Sénégal : En quête de 7 milliardaires

Le Procureur spécial auprès de la Cour de répression de l’enrichissement illicite (CREI), Alioune Ndaw a tenu une conférence de presse ce jeudi 8 novembre 2012 au siège de la cour sis sur l’Avenue Cheikh Anta Diop. Face aux journalistes, le procureur est revenu sur les procédures d’enquêtes en cours et la convocation adressé notamment à l’ancien ministre Karim Wade


«Nul n’est au dessus des lois !» Le procureur spécial auprès de la Cour de répression de l’enrichissement illicite (CREI), Alioune Ndao, en conférence de presse hier, jeudi 9 novembre, a révélé que le parquet avait reçu 7 demandes d’ouverture d’enquête sur les personnes des anciens ministres Karim Wade, Oumar Sarr, Abdoulaye Baldé, Madické Niang et Samuel Sarr ; ainsi que sur Tayibou Ndiaye, ancien directeur du cadastre et Doudou Diagne, ancien directeur de l’urbanisme.

Dans le lot, il annonce que Karim Wade, lui, a été convoqué pour le 15 novembre prochain par la section de recherches de la gendarmerie. La liste qui, selon le procureur est loin d’être exhaustive, a été transmise à la section de recherches de la gendarmerie.

De ce point de vue, d’autres personnes soupçonnées d’enrichissement illicite feront l’objet d’enquêtes, « quelque soit leur position ou fonction et cela en vertu de l’inopposabilité des immunités et privilèges de juridiction », a fait savoir Alioune Ndao.

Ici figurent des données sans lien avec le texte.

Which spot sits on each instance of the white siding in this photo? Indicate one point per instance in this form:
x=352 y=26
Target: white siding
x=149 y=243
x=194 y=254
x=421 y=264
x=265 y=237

La traque des biens mal acquis est ainsi en cours et la sortie du Procureur spécial auprès de la CREI vient en « réponse sommaire » aux nombreuses interrogations des uns et des autres qui ont porté sur la poursuite de ces actions entamées il y a quelques mois et dont on n’avait plus entendu parler. Dans ce contexte, M. Ndao a d’ailleurs réitéré son démenti de l’information parue récemment dans la presse et selon laquelle un mandat d’arrêt international avait été lancé contre l’ancien ministre Karim Wade, précisant que « les mandats d’arrêt ne peuvent être délivrés que lors de l’instruction. »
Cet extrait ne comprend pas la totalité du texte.